Assistant Professor Office: Old Main, Room 405C
Professional Profile Dr. Bogener joined the Sybil B. Harrington College of Fine Arts and Humanities in fall, 2008. He received a B.A. in political science from Texas A&I University in 1982, a M.A. in history from Sul Ross State University in 1987 and a Ph.D. in history from Texas Tech University in 1997.
Teaching and Related Service With a strong background in teaching over several years at the secondary, community college and four-year university levels, Bogener has worked with non-traditional students and small classes as well as with 250-student “monster” classes with students from a variety of diverse backgrounds.
Bogener’s published research focuses on water, irrigation, and violence in the American Southwest borderlands. For several years, he worked in an environment totally imbued with a sense of history.
As archivist and coordinator of Outreach for the Southwest Collection at Texas Tech University, Bogener was fortunate to have the opportunity to work with rare documents, oral histories, photographs and a wealth of other unique historical materials. With a keen sense of history from the ground up, Bogener stresses to students the makings of history and experience beyond the textbook.

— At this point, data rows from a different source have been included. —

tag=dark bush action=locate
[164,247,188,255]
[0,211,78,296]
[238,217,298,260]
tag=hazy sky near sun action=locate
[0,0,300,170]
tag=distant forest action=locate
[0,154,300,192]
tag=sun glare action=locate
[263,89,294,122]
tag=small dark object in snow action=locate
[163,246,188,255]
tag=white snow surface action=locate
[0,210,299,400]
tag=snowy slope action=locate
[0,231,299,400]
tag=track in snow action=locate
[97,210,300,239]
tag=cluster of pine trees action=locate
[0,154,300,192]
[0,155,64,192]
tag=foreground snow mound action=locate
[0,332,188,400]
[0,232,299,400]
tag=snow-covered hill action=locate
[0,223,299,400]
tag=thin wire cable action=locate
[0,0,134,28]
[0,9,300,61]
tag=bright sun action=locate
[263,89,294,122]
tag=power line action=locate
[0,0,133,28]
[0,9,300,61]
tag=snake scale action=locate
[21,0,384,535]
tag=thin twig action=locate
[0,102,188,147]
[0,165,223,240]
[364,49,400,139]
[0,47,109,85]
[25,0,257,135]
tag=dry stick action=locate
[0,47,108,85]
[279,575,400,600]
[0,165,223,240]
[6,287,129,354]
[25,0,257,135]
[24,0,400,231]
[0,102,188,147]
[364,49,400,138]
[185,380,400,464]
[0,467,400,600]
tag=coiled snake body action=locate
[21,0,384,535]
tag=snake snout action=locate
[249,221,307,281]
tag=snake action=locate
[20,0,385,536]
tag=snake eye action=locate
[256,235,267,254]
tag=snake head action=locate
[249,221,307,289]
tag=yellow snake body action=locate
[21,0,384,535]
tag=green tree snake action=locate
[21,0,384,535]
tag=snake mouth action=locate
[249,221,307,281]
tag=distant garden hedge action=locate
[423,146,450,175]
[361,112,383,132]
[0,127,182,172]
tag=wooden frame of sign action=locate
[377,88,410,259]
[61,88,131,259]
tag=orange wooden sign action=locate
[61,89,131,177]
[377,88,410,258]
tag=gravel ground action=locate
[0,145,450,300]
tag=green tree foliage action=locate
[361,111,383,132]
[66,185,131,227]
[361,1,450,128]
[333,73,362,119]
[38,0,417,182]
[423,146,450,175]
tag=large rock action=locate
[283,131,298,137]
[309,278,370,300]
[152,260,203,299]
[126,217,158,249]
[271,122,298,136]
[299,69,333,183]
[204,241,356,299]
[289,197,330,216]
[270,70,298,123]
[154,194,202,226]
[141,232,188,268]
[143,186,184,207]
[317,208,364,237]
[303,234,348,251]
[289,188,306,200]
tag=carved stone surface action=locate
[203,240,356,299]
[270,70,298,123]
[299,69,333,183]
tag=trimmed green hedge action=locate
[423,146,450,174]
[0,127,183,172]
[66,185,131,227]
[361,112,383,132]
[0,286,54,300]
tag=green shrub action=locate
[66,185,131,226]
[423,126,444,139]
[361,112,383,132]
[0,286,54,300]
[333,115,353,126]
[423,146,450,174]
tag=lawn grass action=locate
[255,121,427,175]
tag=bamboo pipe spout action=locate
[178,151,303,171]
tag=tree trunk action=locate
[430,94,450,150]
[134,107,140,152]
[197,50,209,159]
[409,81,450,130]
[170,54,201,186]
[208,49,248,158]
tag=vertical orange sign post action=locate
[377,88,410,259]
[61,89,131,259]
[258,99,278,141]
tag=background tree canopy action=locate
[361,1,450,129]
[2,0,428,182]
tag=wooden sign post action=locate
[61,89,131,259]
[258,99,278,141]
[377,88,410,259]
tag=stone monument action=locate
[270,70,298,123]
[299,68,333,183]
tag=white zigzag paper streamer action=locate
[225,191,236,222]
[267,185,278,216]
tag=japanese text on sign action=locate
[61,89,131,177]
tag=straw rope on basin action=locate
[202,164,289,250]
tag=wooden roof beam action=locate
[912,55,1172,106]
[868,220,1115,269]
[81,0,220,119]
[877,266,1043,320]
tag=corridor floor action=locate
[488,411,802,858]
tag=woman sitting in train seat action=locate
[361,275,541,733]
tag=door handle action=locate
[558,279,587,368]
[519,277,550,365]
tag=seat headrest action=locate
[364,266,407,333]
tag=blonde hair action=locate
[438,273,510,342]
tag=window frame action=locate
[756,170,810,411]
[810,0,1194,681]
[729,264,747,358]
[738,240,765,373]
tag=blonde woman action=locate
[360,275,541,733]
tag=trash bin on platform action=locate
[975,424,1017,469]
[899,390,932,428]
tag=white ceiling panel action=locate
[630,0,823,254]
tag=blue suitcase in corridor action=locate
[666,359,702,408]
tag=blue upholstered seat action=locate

Research and Creative Activity The author of several articles and two books, Ditches Across the Desert (2003) and Lubbock: Gem of the South Plains (2003), Bogener’s current research interests deal with cultural and environmental issues of West Texas and the Llano Estacado. His most recent article is “Land, Manipulation and Speculation in New Mexico’s Pecos Valley,” (Great Plains Quarterly, summer, 2008).
An inveterate traveler of the American West, Bogener, who lives along Palo Duro Canyon, enjoys hiking, photography, disc golf, motorcycling and working outdoors. Most recently a professor of history at Bemidji State University in the North Woods of Minnesota where he taught courses on the environment, American West, and Public History, Bogener has returned to the wide open spaces of West Texas where he looks forward to working with students and faculty.